The Panel considers that the sum of the following circumstances justifies such conclusion:
- The Complainant’s product to be sold under the trademark ACOMPLIA has been presented as a revolutionary drug in the field of the treatment of obesity and smoking cessation;
- The Respondent has submitted no evidence whatsoever of any good faith use of the domain name <e-acomplia.com>, or any plan for a bona fide use of his domain name;
- By registering <e-acomplia.com>, the Respondent has precluded the Complainant from using its mark in a corresponding domain name;
- In contrast to the Telstra decision, the Respondent, after registration of the domain name <e-acomplia.com>, did not remain totally inactive. It profited from the possibility offered by the Registrar to park for free its domain name, using the slogan “Coming soon”, on a website provided by the Registrar, where the services of the Registrar are offered;
- at the same time, the existence of the domain name furnishes the Respondent
with an instrument that allows it to activate a website in such a manner as
to divert Complainant’s customers to its website where they would expect
to be able to buy the Complainant’s product ACOMPLIA online, whilst the
launch of the product is earmarked for 2006, only;
- absent any submission of the Respondent, it is difficult to imagine any plausible future active use of the domain name by the Respondent that would not be illegitimate, such as being trademark infringement or an infringement of consumer protection legislation.
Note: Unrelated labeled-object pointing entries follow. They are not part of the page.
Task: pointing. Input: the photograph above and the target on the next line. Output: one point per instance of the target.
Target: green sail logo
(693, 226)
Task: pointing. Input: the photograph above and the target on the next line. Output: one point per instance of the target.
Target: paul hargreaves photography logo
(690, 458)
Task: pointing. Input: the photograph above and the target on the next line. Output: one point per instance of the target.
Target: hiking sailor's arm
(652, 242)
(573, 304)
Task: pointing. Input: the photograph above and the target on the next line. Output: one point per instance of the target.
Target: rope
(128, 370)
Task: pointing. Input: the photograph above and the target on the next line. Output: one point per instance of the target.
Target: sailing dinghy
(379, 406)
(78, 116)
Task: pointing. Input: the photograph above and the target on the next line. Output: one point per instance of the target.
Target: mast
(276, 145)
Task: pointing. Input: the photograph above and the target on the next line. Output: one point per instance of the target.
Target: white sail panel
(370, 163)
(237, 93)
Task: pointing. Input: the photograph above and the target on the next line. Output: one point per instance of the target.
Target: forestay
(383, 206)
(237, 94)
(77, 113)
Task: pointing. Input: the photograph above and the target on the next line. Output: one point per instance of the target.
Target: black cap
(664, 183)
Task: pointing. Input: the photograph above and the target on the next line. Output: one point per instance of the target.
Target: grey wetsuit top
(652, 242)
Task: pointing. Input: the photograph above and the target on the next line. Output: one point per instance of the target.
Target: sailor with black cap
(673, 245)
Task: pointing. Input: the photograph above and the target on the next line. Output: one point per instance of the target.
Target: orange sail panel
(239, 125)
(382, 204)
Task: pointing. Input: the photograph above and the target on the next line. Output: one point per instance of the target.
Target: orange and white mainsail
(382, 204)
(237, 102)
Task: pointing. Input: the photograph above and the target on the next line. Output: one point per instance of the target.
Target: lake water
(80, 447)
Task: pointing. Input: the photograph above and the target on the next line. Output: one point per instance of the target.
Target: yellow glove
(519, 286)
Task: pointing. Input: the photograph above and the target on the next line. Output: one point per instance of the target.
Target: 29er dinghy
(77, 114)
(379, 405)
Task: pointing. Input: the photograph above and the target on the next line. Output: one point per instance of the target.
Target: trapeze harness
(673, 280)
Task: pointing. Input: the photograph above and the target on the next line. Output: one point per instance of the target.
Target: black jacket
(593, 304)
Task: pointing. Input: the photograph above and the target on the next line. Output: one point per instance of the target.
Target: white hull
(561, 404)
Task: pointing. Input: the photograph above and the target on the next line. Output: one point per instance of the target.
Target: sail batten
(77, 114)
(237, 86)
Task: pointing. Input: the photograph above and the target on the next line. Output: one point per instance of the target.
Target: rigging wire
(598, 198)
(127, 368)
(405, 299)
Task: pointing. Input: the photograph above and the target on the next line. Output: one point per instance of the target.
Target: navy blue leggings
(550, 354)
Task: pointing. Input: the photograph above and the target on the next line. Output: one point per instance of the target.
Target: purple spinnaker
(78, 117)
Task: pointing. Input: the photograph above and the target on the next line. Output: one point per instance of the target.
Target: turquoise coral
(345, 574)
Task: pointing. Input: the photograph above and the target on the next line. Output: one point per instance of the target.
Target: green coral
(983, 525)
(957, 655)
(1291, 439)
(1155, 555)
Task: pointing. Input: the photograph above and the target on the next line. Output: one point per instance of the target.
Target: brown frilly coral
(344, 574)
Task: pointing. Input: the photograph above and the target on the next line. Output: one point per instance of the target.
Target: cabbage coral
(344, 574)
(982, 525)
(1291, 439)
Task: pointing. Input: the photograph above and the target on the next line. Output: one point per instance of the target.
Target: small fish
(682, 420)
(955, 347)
In addition to these elements, the Panel considers a further circumstance,
evidenced by the Complainant, as a strong indication of the bad faith intentions
of the Respondent in the context of the registration and use of the domain name
<e-acomplia.com>: Together with the domain name <e-acomplia-com>,
the Respondent registered, on the same day, two additional domain names <acomplia-buy.com>
and <acomplia-rx.com>. The Respondent offered these two domain names to
the Complainant for the price of 80,000 United States dollars (well in excess
of its out-of-pocket expenses). In view of these facts, the Panel in Sanofi-aventis
v. The Counsel Group LLC (WIPO Case No. D2004-0808)
arrived at the conclusion that the two domain names <acomplia-buy.com>
and <acomplia-rx.com> were registered and used in bad faith.
Taking into account all these particular circumstances, the Panel concludes
that the Respondent’s passive holding of the domain name satisfies the
requirements of paragraph 4(a)(iii) of the Policy that the domain name has been
registered and is being used in bad faith.
7. Decision
For all the foregoing reasons, in accordance with paragraphs 4(i) of the Policy and 15 of the Rules, the Panel orders that the domain name, <e-acomplia.com>, be transferred to the Complainant.